Romaine also had friction with party leaders. "Leaders only wanted someone who would reliably raise their hand on votes," one former aide said. "That wasn't Ed. He always asked questions and that didn't make them happy." Later, Romaine ran for executive in the wake of a series of Brookhaven corruption convictions and wrangling between former Brookhaven Supervisor John Jay LaValle and former Islip Supervisor Peter McGowan failed to deliver on promises of financial support. Even today relations with LaValle, now Suffolk GOP chairman, are strained.
Yet Michael Dawidziak, a consultant who works mainly for Republicans, said Romaine's lengthy tenure has given him name recognition that exceeds 50 percent, while his Democratic opponent, Brian Beedenbender, in his single term as a county legislator only represented a small portion of the town. "Ed's far better known because he ran townwide at least six times and in most cases did it in even years" when presidential and gubernatorial elections turnout is far larger than off-year town elections, he said.
However, Richard Schaffer, Suffolk Democratic chairman, called the race a "fair fight" and expects a large presidential turnout to help Beedenbender. He also says long-standing GOP divisions will emerge and Democrats will capitalize on their well-honed grassroots canvassing efforts, which helped make Steve Bellone county executive last year.
"Ed may have more name recognition," he said, "but Brian has great recognition in a difficult part of the town for Democrats. The fact he won there [in Centereach] speaks volumes of how strong he is in his own right." Schaffer said Beedenbender will benefit from his work as top aide to Lesko, still popular because he erased the town's label, "Crookhaven."

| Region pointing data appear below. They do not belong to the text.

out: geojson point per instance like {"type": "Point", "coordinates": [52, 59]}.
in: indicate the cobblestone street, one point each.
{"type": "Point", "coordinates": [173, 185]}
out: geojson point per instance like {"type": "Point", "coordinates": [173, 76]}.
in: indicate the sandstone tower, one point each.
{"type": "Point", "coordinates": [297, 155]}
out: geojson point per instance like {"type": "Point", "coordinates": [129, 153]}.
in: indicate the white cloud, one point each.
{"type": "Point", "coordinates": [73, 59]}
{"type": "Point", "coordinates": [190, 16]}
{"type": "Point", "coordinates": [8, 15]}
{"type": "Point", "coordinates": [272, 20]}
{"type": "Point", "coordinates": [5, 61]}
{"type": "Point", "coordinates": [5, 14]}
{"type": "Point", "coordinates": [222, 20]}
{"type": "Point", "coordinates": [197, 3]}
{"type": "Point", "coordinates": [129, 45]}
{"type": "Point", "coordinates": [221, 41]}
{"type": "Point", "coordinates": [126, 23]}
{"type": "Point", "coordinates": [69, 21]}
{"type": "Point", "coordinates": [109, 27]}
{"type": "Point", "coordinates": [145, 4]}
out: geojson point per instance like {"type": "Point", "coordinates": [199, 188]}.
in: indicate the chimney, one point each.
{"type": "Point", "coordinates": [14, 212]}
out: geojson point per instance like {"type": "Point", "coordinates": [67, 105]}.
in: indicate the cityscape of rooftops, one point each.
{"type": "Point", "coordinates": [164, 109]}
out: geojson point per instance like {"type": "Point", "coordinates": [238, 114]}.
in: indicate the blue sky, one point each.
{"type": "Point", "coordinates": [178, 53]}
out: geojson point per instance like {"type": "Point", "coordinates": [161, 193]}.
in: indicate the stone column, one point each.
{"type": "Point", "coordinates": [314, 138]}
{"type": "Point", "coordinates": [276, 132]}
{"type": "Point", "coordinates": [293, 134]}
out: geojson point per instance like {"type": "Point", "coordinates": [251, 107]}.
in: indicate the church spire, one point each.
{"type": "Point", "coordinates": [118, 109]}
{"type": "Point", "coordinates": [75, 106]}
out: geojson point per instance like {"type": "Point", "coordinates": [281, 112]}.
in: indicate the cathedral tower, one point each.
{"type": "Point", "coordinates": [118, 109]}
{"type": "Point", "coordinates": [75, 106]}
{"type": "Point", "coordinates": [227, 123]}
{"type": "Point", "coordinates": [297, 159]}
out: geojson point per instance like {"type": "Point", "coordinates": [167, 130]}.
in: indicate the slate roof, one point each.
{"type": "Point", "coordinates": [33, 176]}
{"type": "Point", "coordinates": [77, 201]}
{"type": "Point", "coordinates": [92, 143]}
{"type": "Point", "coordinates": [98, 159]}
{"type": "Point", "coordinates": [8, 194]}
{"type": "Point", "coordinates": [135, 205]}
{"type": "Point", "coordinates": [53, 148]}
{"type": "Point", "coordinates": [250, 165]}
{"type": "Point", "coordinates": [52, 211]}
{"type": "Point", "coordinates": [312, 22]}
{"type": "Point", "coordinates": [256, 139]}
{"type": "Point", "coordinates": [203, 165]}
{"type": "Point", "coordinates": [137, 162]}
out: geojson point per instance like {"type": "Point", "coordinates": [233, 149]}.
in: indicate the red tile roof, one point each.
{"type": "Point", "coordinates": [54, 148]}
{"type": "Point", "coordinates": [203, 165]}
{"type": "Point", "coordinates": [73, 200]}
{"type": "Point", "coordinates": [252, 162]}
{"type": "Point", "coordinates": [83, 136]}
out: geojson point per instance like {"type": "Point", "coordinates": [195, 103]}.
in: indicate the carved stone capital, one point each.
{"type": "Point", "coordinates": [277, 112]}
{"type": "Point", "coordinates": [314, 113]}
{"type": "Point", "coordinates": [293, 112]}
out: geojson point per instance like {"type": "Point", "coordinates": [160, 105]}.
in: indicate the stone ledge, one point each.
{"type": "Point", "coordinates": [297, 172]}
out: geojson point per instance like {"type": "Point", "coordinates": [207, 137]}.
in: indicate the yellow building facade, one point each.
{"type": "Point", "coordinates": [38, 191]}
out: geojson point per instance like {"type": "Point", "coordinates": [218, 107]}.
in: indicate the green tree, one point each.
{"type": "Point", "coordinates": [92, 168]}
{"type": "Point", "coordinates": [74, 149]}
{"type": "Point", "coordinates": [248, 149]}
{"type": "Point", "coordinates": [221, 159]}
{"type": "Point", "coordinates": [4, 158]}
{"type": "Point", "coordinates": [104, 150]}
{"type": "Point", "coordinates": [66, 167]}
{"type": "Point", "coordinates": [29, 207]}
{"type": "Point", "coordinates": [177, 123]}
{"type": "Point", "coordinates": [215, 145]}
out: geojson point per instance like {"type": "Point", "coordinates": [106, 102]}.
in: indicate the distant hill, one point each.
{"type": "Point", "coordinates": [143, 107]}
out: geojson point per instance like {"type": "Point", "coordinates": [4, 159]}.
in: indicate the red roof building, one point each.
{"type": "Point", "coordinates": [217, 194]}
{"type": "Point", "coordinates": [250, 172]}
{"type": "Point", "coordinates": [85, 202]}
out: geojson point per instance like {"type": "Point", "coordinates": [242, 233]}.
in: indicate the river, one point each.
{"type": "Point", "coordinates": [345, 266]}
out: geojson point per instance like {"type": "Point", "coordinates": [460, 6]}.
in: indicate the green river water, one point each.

Levy, now a Republican, is also highly critical of his former foe. Levy said Romaine has a "tremendous amount of baggage," dating to when he headed the town community development agency and a scandal arose over the misuse of rehabbed housing, and later as county clerk, when allegations were raised about the loss of $100,000 in quarters from copying machines. Romaine himself was never implicated in any wrongdoing.
"Normally, I'd support the Republican candidate, but not that guy," Levy said.
However, Levy declined to endorse his former aide Beedenbender: "It will be up to people to decide."
Romaine discounted Levy's barbs, especially in light of the way he left office. Levy turned his $4 million campaign fund over to the district attorney and decided not to seek re-election to end a prosecutor's probe of his fundraising. "Obviously, I do not want his endorsement and he lacks any credibility," he said.